Source Parameters and Seismogenic Fault Model of the 2024 Mw 7.0 Wushi (Xinjiang, China) Earthquake Revealed by InSAR Observations

Abstract

On January 23, 2024, an M_w 7.0 earthquake struck Wushi County, Xinjiang. This study used Sentinel-1A data to obtain the co-seismic deformation field utilising the InSAR technique in the Wushi area. An earthquake uniform slip model was determined using a Bayesian algorithm. The earthquake fault slip distribution was inverted using the steepest descent method (SDM), and the seismic impact on neighbouring faults was evaluated using the Coulomb instability criteria. The maximum displacement was approximately 76 cm in line of sight (LOS) direction as observed using ascending Interferometric Synthetic Aperture Radar (InSAR) data. The fault is responsible for earthquake trends towards the northwest, with a dip angle of approximately 62.8°, strike of approximately 229°, and slip angle of approximately 49.8°, and it displays a compressive and sinistral strike-slip motion. The fault parameters and spatial position were aligned with the Maidan Fault at the southern margin of the Tianshan Mountains. Coulomb stress analysis revealed that regions such as the Kuokesale Fault Zone, the Dashixia Fault Zone, the Tuoshengan Fault (northwest of the epicentre), the Piqiang North Fault Zone, and the Wensu North Fault Zone situated in the southeast of the epicentre experienced stress accumulation and warranted attention.
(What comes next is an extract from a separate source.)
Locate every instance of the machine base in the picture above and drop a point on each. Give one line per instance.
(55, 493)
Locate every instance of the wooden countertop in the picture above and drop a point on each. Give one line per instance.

The co-seismic deformation field of the two strong aftershocks indicates a southeast-trending reverse fault located in the middle of the basin. This fault, influenced by the continuous compressive movement of the Maidan Fault, predominantly exhibited reverse movement during an earthquake. The seismic activity in the Wushi earthquake sequence indicates crustal shortening in the southern Tianshan region facilitated by the absorption of compression from the frontal compressional thrust belt and high-angle reverse faults in the orogenic belt.